API v2.0 Error Responses

Integrating with the OwnerRez API can return errors when a request does not meet authentication, access, validation, or processing requirements. This article documents those errors, what triggers them, and the changes needed to resolve them. The sections below are grouped by error type, beginning with authentication and access errors that are evaluated before the requested operation runs.

OwnerRez API v2 error responses include a stable code field and a doc_url link to this article. Use code in your integration to branch error handling instead of parsing human-readable messages.

Every error response uses Content-Type: application/json with these fields:

  • messages — human-readable detail (one or more strings)
  • code — stable machine-readable identifier (snake_case)
  • doc_url — link to the section below for that code
  • status — HTTP status as snake_case text (for example, unauthorized)
  • status_code — numeric HTTP status (for example, 401)
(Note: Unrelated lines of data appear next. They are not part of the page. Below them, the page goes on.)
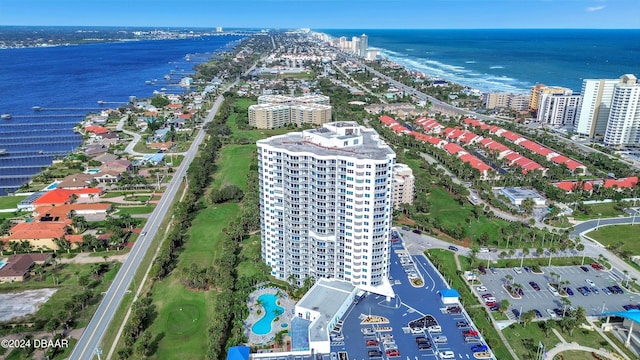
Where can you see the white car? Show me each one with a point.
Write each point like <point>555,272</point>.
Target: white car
<point>447,355</point>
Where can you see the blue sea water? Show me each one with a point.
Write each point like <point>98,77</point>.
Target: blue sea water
<point>509,60</point>
<point>68,81</point>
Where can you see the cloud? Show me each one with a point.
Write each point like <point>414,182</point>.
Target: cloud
<point>595,8</point>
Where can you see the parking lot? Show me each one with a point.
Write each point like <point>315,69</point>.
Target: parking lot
<point>410,314</point>
<point>595,301</point>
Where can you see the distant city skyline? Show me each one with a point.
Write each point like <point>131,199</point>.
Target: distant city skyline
<point>327,14</point>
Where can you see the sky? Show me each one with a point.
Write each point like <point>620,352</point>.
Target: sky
<point>327,14</point>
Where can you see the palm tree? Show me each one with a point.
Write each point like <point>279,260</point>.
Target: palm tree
<point>509,278</point>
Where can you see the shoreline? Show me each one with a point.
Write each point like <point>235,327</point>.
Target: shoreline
<point>15,183</point>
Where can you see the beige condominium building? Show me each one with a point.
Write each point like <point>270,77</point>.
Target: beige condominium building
<point>273,111</point>
<point>403,185</point>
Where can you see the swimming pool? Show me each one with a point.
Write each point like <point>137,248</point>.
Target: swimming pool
<point>271,311</point>
<point>53,185</point>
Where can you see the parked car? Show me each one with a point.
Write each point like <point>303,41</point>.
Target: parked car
<point>440,339</point>
<point>568,291</point>
<point>393,352</point>
<point>482,270</point>
<point>447,355</point>
<point>516,313</point>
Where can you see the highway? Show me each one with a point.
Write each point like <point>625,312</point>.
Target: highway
<point>89,343</point>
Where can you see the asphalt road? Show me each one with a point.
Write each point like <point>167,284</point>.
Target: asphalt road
<point>89,343</point>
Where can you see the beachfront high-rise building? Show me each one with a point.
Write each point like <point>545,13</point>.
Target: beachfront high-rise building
<point>593,114</point>
<point>363,45</point>
<point>623,125</point>
<point>326,205</point>
<point>519,102</point>
<point>558,109</point>
<point>403,185</point>
<point>498,100</point>
<point>273,111</point>
<point>540,89</point>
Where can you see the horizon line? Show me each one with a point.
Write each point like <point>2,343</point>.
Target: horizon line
<point>313,29</point>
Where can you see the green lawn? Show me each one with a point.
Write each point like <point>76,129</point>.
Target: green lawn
<point>250,257</point>
<point>10,202</point>
<point>622,238</point>
<point>451,214</point>
<point>180,334</point>
<point>233,166</point>
<point>206,231</point>
<point>524,340</point>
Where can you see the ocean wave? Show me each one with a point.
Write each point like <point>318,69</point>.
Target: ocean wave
<point>460,74</point>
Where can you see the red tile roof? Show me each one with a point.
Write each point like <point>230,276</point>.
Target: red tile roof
<point>475,162</point>
<point>572,185</point>
<point>61,196</point>
<point>453,148</point>
<point>621,183</point>
<point>511,136</point>
<point>560,159</point>
<point>536,148</point>
<point>387,120</point>
<point>572,164</point>
<point>399,128</point>
<point>96,129</point>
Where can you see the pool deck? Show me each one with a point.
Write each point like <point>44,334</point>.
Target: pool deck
<point>283,300</point>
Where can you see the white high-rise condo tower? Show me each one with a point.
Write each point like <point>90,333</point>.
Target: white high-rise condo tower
<point>623,127</point>
<point>326,205</point>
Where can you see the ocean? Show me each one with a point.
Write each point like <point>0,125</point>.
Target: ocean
<point>509,60</point>
<point>68,81</point>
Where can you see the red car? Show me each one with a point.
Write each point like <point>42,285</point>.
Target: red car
<point>393,352</point>
<point>470,333</point>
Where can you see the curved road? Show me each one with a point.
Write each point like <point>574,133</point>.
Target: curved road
<point>89,343</point>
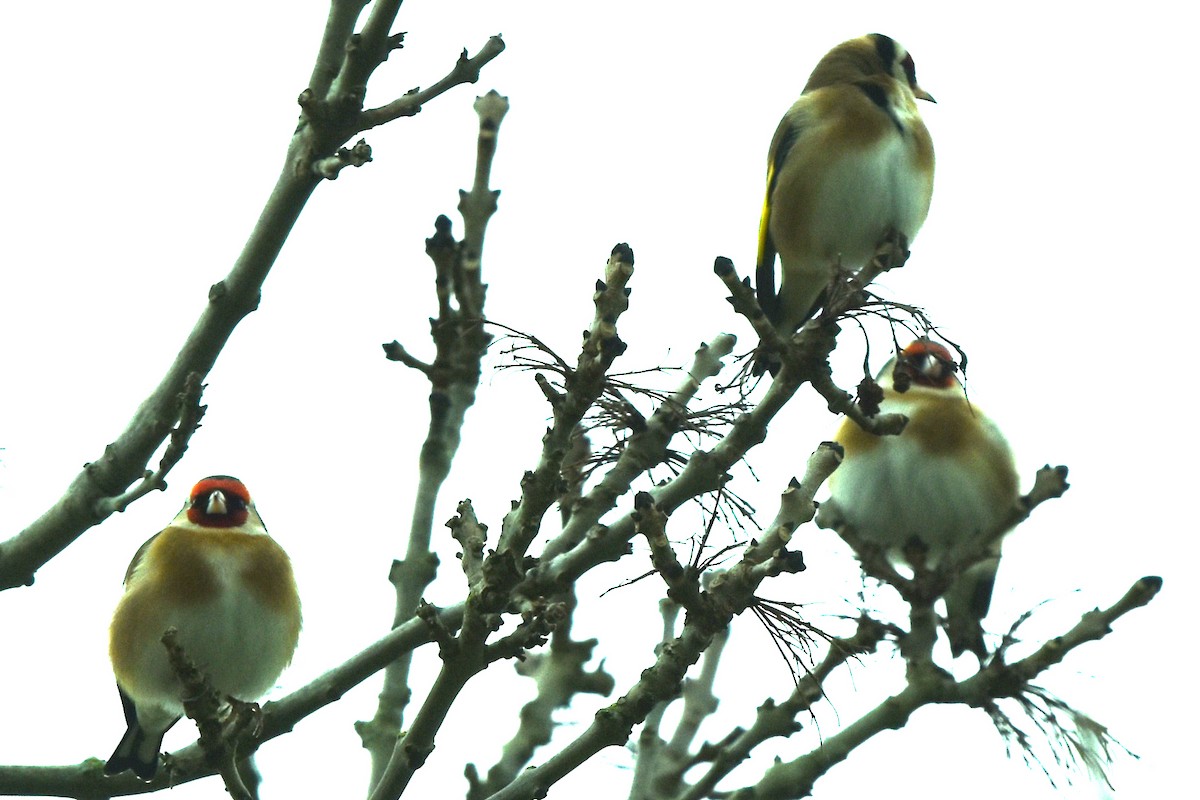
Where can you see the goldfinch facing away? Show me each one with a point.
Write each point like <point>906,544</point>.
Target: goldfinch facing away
<point>226,585</point>
<point>947,480</point>
<point>851,162</point>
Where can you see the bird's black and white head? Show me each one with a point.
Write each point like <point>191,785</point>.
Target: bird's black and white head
<point>923,364</point>
<point>867,56</point>
<point>221,501</point>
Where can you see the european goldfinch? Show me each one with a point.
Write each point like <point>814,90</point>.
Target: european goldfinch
<point>947,480</point>
<point>227,587</point>
<point>851,163</point>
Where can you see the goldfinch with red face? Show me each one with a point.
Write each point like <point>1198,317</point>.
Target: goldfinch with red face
<point>946,480</point>
<point>227,587</point>
<point>850,163</point>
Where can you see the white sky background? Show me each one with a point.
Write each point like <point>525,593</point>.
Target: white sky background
<point>142,140</point>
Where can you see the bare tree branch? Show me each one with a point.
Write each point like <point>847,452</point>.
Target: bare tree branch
<point>460,342</point>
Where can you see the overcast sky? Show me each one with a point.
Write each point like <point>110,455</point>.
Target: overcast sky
<point>142,139</point>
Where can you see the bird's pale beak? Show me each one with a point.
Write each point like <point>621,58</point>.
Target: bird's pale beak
<point>216,504</point>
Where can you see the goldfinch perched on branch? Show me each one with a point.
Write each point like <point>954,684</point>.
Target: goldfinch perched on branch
<point>226,585</point>
<point>947,480</point>
<point>851,163</point>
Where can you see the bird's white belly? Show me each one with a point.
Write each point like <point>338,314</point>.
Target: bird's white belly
<point>867,194</point>
<point>233,638</point>
<point>897,491</point>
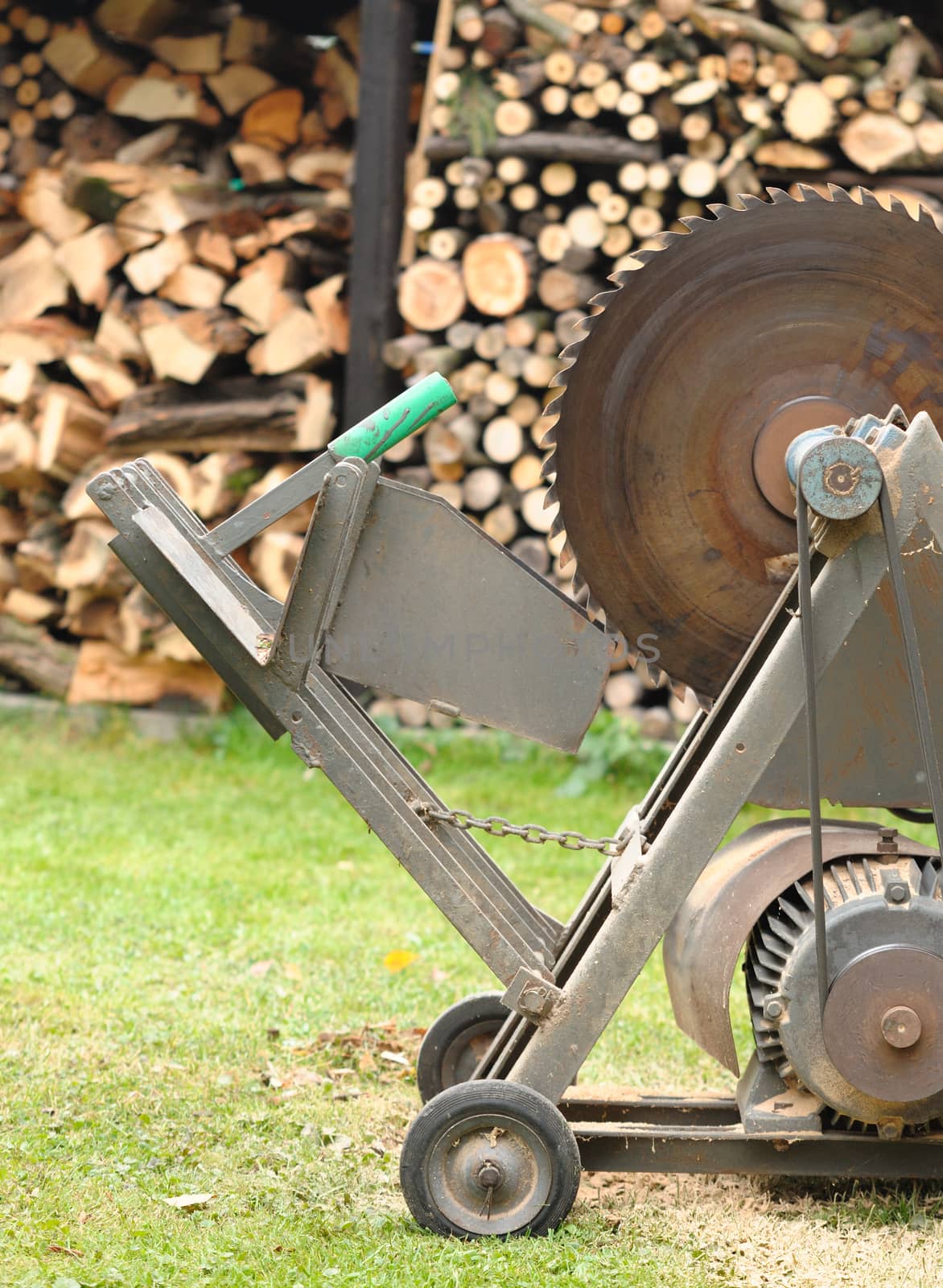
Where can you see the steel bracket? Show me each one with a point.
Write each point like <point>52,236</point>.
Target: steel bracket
<point>533,996</point>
Authentication and access errors

Returned when a request fails authentication, authorization, or account access checks before the requested API operation runs.

https_required

HTTP 400. The request was not made over HTTPS. Retry using https://.

user_agent_required

HTTP 401. OAuth Bearer requests must include a User-Agent header that identifies your application.

auth_required

HTTP 401. No credentials were provided. Send a valid Personal Access Token (Basic) or OAuth access token (Bearer). See API authentication.

invalid_token

HTTP 401. The token is missing, expired, inactive, or otherwise invalid. Legacy X-OwnerRez-App / X-OwnerRez-User headers are no longer accepted.

invalid_request

HTTP 401. Basic authentication credentials are not valid Base64 or do not contain username:token format.

ip_blocked

HTTP 403. The client IP is blocked by the token’s IP allow/block list. Update the list in Settings > API, or call from an allowed address.

account_locked

HTTP 403. The OwnerRez account is locked. Contact help@ownerrez.com.

account_closed

HTTP 403. The OwnerRez account is closed and can no longer use the API.

wordpress_plugin_required

HTTP 403. The request used the WordPress plugin User-Agent prefix but the account does not have the WordPress plugin feature enabled.

messaging_not_enabled

HTTP 402. Messaging API access is not enabled for this OAuth app or token type. Personal Access Tokens cannot call messaging endpoints. See OAuth apps.

external_sites_not_enabled

HTTP 402. The Reviews and Listings endpoints require the WordPress Plugin + Integrated Websites premium, or an OAuth app with listing access. If you’re accessing your own account, self-use is included — create an OAuth app and click Grant Access To Me on the Users tab. See OAuth apps.

Request and application errors

Returned while processing an authenticated request, when the input or operation cannot be completed.

validation_failed

HTTP 400. Request data failed validation. Read messages for field-level detail.

not_found

HTTP 404. The requested resource does not exist or is not visible to the authenticated account.

permission_denied

HTTP 403. The authenticated user or app is not allowed to perform this action.

conflict

HTTP 409. The update conflicted with another change or could not complete because of a temporary conflict. Refresh and retry.

duplicate

HTTP 409. The record already exists or would create a duplicate.

rate_limited

HTTP 429. The request rate limit has been exceeded. Add a delay before retrying the request.

temporary_failure

HTTP 503. A temporary upstream or infrastructure failure occurred. Retry later.

internal_error

HTTP 500. An unexpected server error occurred. If it persists, contact support with your request timestamp and endpoint.

availability_calculation_failed

HTTP 400. Availability or pricing could not be calculated for the supplied dates or configuration. Check messages for specifics.